0

Reading course notes of Andrew NG's machine learning course it states for linear regression :

Take a training set and pass it into a learning algorithm. The algorithm outputs a function h (the hypothesis). h takes an input and tries to output estimated value y.

It then goes on to say :

present h as : h theta(x) = theta0 + theta1x

Does this not mean the hyptohesis was not outputted by the learning algorithm, instead we just defined it as h theta(x) = theta0 + theta1x

Instead of "Take a training set and pass it into a learning algorithm. The algorithm outputs a function h (the hypothesis)." should the statement be "Take a training set and pass it into a learning algorithm. The algorithm outputs value(s) which make the hypothesis as accurate as possible" ?

blue-sky
  • 51,962
  • 152
  • 427
  • 752
  • `Does this not mean the hyptohesis was not outputted by the learning algorithm, instead we just defined it as h theta(x) = theta0 + theta1x` - what do you mean here? `theta(x) = theta0 + theta1x` is your hypothesis. – cel Jul 19 '15 at 18:27
  • @cel the hypothesis is defined as "h theta(x) = theta0 + theta1x" . The learning algorithm did output this hypothesis as stated in course notes. – blue-sky Jul 19 '15 at 18:29
  • I don't get the difference between the two statements. Returning a function or returning all necessary parameters for a parametric function is basically the same information. – cel Jul 19 '15 at 18:31
  • @cel I meant to say in previous comment "@cel the hypothesis is defined as "h theta(x) = theta0 + theta1x" . The learning algorithm did not output this hypothesis as stated in course notes. " I distinguish between returning a function and returning the evaluation of a function. The learning algorithm appears to return value, not a function. – blue-sky Jul 19 '15 at 18:38
  • I think cel is correct here, but we cannot see your system outputs. It is highly likely that you are getting the *coefficients* of your hypothesis as simply two raw numbers. I assume the task is for you to take the coefficients and build the equation. – roganjosh Jul 19 '15 at 18:41
  • @blue-sky Your further comment came while I was typing mine. The formal answer by Timothy Murphy and cel's answer are correct. Your confusion is regarding coefficients (theta1x) and a constant (theta0) and the fully defined equation. Just plug the numbers in. – roganjosh Jul 19 '15 at 18:43

2 Answers2

1

For the case of linear regression you want your learning algorithm to output a linear fucnction.

That is h(x) = theta0 + theta1x.

In this case the learning algorithm learns the optimal theta0 and theta1 to fit your training data.

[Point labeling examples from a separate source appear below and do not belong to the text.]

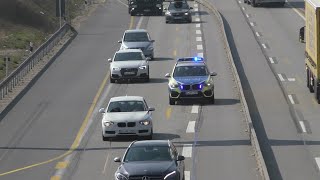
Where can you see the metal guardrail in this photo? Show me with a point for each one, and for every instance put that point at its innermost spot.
(14, 79)
(253, 136)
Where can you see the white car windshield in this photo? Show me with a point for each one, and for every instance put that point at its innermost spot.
(128, 56)
(126, 106)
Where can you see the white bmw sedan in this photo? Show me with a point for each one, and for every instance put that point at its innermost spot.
(127, 115)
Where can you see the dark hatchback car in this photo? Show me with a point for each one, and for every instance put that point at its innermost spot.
(178, 11)
(151, 160)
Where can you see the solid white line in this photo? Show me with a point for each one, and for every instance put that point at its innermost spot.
(139, 22)
(271, 60)
(318, 161)
(281, 77)
(186, 175)
(199, 47)
(190, 127)
(195, 109)
(264, 46)
(303, 127)
(291, 99)
(187, 150)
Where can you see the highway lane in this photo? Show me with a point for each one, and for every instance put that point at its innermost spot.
(44, 123)
(223, 147)
(275, 36)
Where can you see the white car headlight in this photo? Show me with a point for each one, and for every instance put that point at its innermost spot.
(143, 67)
(145, 122)
(108, 123)
(170, 175)
(120, 176)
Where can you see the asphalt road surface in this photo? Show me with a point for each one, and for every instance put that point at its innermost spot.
(59, 112)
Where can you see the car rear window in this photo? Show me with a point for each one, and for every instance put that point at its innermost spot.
(128, 56)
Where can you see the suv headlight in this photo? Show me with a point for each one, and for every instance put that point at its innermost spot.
(145, 122)
(108, 123)
(120, 176)
(170, 175)
(143, 67)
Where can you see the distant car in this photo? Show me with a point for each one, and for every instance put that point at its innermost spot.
(127, 115)
(129, 64)
(178, 11)
(138, 39)
(148, 160)
(190, 79)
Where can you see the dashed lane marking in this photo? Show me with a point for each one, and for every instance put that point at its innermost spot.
(190, 127)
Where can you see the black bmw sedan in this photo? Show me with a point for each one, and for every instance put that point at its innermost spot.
(150, 160)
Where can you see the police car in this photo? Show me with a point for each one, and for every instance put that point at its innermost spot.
(190, 78)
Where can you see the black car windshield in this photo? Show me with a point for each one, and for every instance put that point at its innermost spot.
(136, 37)
(126, 106)
(178, 5)
(128, 56)
(148, 153)
(181, 71)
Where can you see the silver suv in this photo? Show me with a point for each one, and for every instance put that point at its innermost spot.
(129, 64)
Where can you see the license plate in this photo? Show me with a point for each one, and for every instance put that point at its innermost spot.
(129, 73)
(191, 92)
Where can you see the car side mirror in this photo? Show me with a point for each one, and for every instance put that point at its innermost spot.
(117, 159)
(102, 110)
(180, 158)
(302, 34)
(213, 74)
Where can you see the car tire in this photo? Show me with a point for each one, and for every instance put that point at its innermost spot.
(172, 101)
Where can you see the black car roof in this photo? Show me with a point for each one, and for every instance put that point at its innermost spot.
(150, 143)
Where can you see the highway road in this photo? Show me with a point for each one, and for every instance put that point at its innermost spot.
(270, 60)
(59, 112)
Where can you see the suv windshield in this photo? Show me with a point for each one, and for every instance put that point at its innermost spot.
(148, 153)
(181, 71)
(136, 37)
(128, 56)
(126, 106)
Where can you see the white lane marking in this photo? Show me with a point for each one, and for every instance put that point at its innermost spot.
(281, 77)
(291, 99)
(199, 47)
(139, 22)
(190, 127)
(303, 127)
(291, 79)
(318, 161)
(271, 60)
(264, 46)
(195, 109)
(187, 175)
(187, 150)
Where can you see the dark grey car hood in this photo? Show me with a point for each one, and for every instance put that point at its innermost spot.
(148, 168)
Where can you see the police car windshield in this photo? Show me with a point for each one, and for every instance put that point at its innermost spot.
(181, 71)
(128, 56)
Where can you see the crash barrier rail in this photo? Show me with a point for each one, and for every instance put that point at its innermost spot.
(15, 78)
(253, 136)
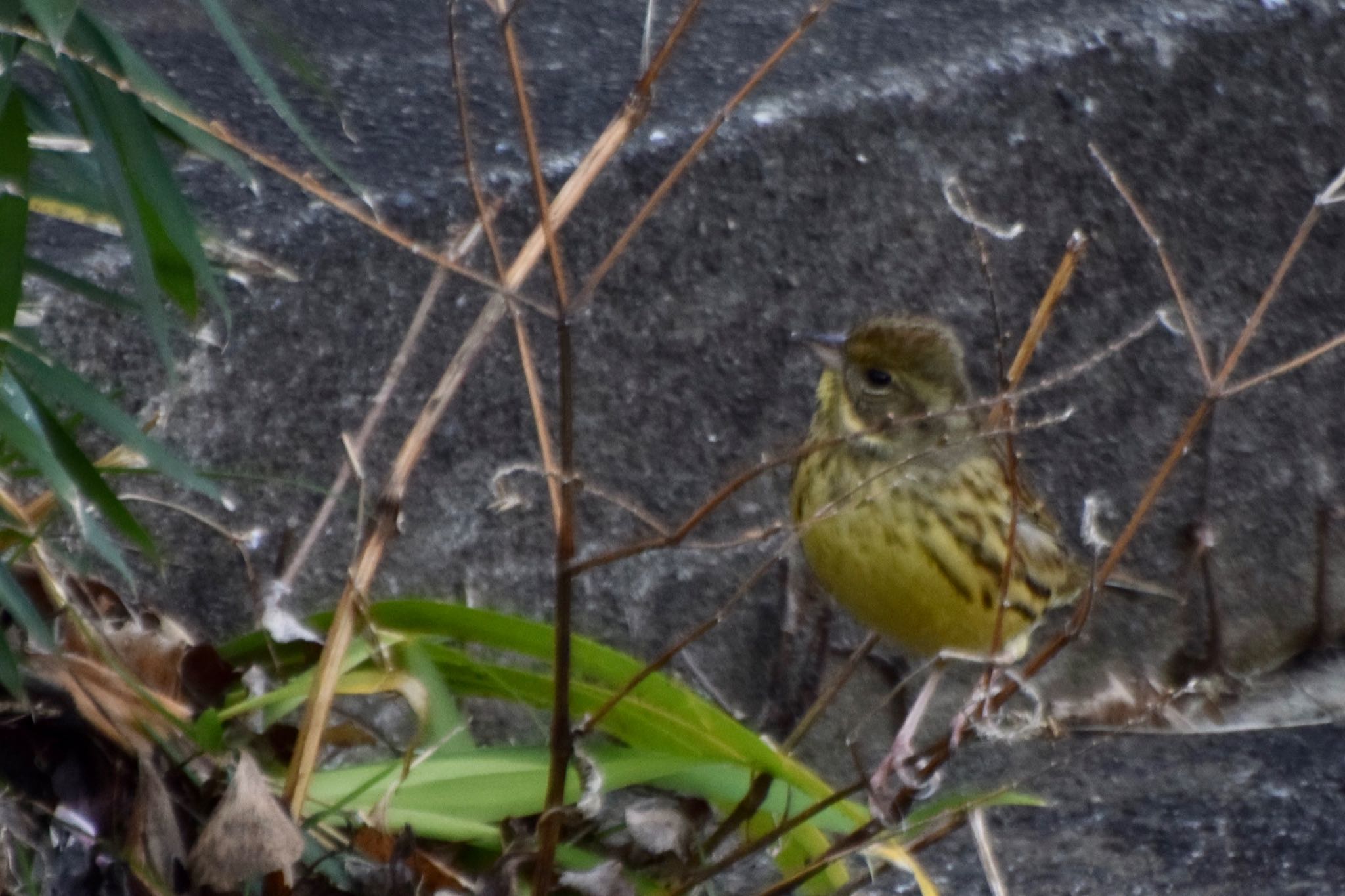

If you wanted your learning algorithm to learn a 3rd degree polynomial the output of your learning model would be a, b, c and d such that

h(x) = ax3 + bx2 + cx + d

But your assertion is correct, the learning algorithm chooses the best parameters to minimize the cost of an error function. Usually this is squared error + some regularization factors.

Timothy Murphy
  • 1,322
  • 8
  • 16
1

In principle you are right here. A true learning algorithm as defined in learning theory is an algorithm that gets labelled instances and a whole class of possible hypotheses as input and then chooses one hypothesis as an output.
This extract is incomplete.